Корделия - Страница 18
Лакей, наконец, все поставил и отправился в свой угол доканчивать прерванный сон. Я пододвинулся к столу и дрожащей от волнения рукой взялся за чайник. Нейгоф встрепенулась…
— Ну, где вам… дайте я разолью… Помните, как бывало, в девятой линии Васильевского острова… Хорошее это было время, Сакердончик! — вздохнула она.
— Ах, Корделия, зачем вы трогаете такие воспоминания… еще больнее от этого делается!
— Вы сами виноваты, зачем вы меня называете Корделией… Ну, какая я теперь Корделия! Да и что вздыхать — прошлого все равно не воротишь… Рассказывайте-ка лучше, что с вами произошло? Отчего вы так постарели? Отчего не носите ваших длинных поэтических кудрей?.. Откуда эти очки, совершенно несвойственные жрецу свободного искусства?..
Очевидно, Марта оправилась, и к ней вернулся ее прежний добродушный юмор. Стараясь быть по возможности кратким, я исповедался перед ней во всех своих злоключениях до теперешнего бухгалтерского состояния включительно. Нейгоф слушала мою исповедь с материнским вниманием, окидывая меня от времени до времени печально-ласковым взглядом.
— Вот и все… по крайней мере — главное! — закончил я. — Теперь вы должны рассказать, каким образом…
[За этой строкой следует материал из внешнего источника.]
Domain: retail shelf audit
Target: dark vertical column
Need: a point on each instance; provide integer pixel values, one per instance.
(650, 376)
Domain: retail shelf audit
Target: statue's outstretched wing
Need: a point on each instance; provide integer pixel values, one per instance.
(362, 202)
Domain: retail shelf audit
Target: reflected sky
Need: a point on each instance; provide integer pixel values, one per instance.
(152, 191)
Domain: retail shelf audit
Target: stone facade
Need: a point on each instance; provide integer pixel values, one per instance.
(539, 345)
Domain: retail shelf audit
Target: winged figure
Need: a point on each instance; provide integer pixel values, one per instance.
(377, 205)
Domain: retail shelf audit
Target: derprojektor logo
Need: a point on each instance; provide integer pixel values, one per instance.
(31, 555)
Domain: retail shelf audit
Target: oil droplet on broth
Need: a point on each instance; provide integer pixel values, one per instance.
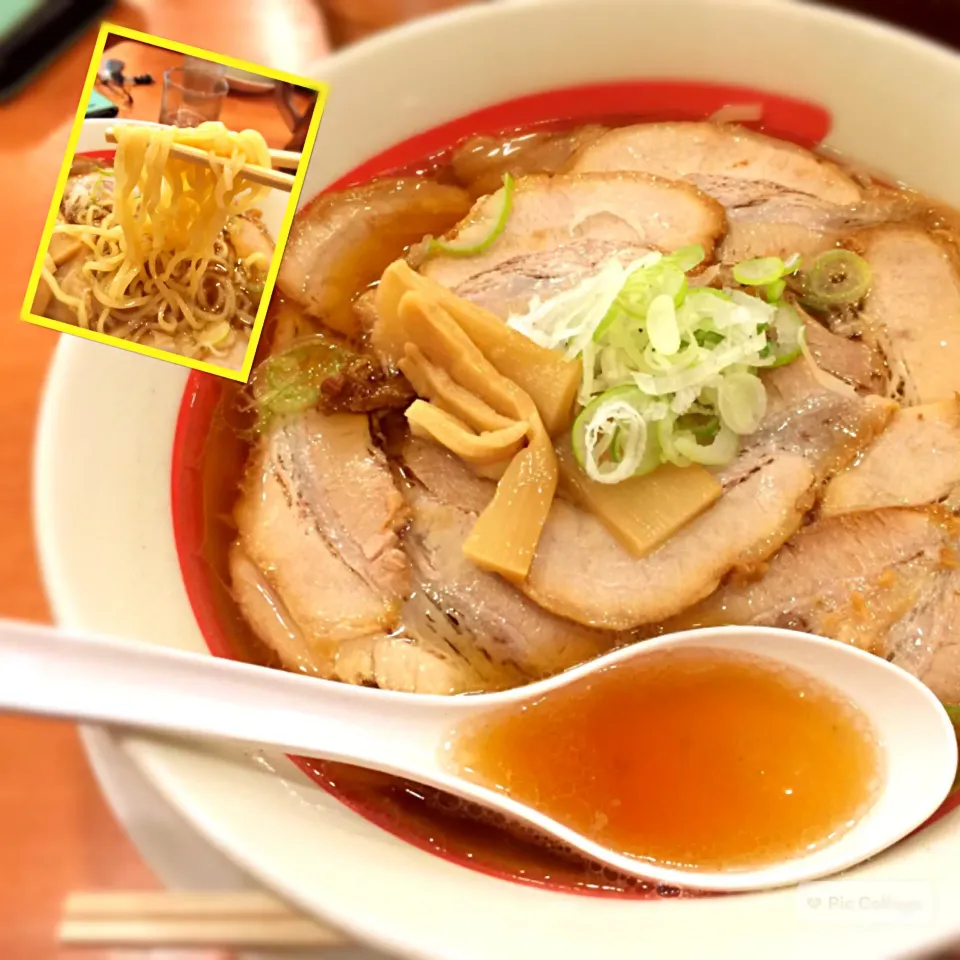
(695, 759)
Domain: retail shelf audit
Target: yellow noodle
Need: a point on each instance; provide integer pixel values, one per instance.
(156, 239)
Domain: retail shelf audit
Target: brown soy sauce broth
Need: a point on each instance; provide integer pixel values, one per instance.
(688, 758)
(430, 819)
Я запнулся, почувствовав всю неуместность вопроса. Но Марта не смутилась и спокойно договорила:
— Вы хотите сказать, каким образом я дошла до того… ну вот до того, что сижу здесь, вместе с вами? Долго, Сакердончик, рассказывать… Как я теперь живу, с кем — право, не все ли равно… Скажу одно: проклинаю тот день и час, когда я переступила порог неупокоевской школы!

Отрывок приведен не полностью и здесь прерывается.